Reputation: 4926
I am running a series of clustering analyses in weka and I have realized that automatizing it is the way to go if I want to get somewhere. I'll explain a bit how I am working.
I do all the pre-processing manually in R and save it as a csv file, importing it in weka and saving it again as an arff file.
I use weka's GUI, and in general I just open my data with in the arff file and go directly to the clustering tab and play around. (My experience using the CLI is limited).

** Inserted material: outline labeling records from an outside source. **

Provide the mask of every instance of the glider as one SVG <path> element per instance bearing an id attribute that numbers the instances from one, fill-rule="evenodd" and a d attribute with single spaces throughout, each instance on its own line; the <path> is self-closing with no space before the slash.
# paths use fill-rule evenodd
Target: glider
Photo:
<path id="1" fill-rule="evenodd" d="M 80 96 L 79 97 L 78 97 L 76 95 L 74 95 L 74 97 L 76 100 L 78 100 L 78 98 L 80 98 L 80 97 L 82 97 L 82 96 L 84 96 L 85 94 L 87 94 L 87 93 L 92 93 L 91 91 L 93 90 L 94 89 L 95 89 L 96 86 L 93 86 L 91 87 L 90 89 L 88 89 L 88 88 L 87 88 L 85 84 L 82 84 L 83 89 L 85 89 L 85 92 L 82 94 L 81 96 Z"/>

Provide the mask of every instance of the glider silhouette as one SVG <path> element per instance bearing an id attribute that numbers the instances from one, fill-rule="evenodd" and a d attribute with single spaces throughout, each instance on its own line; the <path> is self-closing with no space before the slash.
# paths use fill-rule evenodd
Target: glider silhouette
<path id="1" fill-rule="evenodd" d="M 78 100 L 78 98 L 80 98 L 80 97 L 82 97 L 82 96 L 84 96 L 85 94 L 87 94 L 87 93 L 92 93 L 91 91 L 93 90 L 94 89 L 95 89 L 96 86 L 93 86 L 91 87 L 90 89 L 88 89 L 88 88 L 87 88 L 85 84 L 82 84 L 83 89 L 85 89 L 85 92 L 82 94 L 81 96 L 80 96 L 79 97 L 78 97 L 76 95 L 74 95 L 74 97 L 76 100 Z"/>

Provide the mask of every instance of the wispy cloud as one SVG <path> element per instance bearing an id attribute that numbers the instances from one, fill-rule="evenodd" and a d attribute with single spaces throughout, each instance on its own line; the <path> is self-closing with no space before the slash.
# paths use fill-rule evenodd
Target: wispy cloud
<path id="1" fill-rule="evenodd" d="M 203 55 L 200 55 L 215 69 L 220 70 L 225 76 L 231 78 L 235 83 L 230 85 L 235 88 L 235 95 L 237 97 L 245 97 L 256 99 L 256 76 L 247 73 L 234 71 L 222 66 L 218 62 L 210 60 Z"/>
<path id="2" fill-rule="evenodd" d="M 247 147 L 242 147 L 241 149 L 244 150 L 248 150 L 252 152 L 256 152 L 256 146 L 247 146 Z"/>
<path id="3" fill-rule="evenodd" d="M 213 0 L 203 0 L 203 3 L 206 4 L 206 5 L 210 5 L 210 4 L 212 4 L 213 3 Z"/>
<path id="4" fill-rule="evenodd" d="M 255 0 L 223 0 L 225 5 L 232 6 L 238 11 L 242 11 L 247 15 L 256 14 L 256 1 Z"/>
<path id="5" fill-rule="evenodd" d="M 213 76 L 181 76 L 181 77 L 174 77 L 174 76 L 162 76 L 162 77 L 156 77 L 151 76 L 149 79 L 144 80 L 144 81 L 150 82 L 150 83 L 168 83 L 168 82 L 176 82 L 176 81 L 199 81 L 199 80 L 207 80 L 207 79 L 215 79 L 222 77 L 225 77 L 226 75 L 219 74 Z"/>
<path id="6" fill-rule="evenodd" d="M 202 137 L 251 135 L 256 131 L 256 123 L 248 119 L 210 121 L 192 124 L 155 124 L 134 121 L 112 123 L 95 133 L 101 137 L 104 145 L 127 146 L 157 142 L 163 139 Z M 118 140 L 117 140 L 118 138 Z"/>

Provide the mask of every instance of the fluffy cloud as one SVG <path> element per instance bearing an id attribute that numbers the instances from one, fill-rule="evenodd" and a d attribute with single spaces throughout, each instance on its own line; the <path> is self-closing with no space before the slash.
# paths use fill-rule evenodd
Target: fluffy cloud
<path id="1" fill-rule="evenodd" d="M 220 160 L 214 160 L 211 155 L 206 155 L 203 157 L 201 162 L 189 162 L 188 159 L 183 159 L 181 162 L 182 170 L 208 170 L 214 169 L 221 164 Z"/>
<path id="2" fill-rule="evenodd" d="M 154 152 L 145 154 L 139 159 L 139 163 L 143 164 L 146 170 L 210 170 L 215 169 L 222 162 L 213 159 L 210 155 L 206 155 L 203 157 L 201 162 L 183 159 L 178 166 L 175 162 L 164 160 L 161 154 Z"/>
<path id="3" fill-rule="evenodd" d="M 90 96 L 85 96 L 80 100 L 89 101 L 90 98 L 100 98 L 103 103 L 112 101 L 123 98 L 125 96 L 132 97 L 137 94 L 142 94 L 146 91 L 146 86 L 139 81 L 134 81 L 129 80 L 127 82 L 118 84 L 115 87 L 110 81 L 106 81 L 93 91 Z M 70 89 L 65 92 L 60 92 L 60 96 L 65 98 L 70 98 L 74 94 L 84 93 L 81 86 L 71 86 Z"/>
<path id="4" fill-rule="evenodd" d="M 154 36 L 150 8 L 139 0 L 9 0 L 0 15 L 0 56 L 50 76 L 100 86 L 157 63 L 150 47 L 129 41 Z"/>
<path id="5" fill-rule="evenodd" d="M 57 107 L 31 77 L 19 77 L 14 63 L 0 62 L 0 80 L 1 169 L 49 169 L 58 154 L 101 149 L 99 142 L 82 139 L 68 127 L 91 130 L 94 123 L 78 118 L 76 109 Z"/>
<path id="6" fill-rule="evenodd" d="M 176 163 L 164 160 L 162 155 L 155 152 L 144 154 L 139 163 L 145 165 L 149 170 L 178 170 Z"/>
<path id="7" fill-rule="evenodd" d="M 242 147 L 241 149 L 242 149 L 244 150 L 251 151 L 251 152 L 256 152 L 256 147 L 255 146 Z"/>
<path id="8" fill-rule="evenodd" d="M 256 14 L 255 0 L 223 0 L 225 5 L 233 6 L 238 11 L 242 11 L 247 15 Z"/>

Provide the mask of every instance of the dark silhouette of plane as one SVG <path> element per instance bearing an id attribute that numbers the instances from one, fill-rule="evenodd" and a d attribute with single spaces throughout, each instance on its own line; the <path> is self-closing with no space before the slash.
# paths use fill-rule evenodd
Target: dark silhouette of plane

I am trying to reproduce some results I've got by using the GUI, but now with commands in the CLI. The problem is that I usually ignore a list of attributes when clustering using the GUI. I cannot find a way of selecting a list of attributes to be ignored in the command line.
For example:
java weka.clusterers.XMeans \
-I 10 -M 1000 -J 1000 \
-L 2 -H 9 -B 1.0 -C 0.25 \
-D "weka.core.MinkowskiDistance -R first-last" -S 10 \
-t "/home/pedrosaurio/bigtable.arff"
My experience with weka is limited so I don't know if I am missing some basic understanding of how it works.
Upvotes: 4
Views: 2874
Reputation: 61
To ignore an attribute you have to do it from the distance function
Ignore attributes from command line (Matlab):
COLUMNS = '3-last'; % The indices start from 1, 'first' and 'last' are valid as well. E.g .: first-3,5,6-last
Df = weka.core.EuclideanDistance (); % Setup distance function.
Df.setAttributeIndices (COLUMNS); % Setup distance function.
Ignore attributes from GUI Ignore attributes from GUI
I do not understand why when someone asks how to ignore attributes all the answers say how to modify the dataset, using a filter in the preprocess section.
Upvotes: 0
Reputation: 14721
Data Preprocessing functions are called filters. You need to use filters together with cluster algorithm. See below example.
java weka.clusterers.FilteredClusterer \
-F weka.filters.unsupervised.attribute.Remove -V -R 1,5 \
-W weka.clusterers.XMeans -I 10 -M 1000 -J 1000 -L 2 -H 9 -B 1.0 -C 0.25 \
-D "weka.core.MinkowskiDistance -R first-last" -S 10 \
-t "/home/pedrosaurio/bigtable.arff"
Here we remove attributes 1-5 then use xmeans.
Upvotes: 5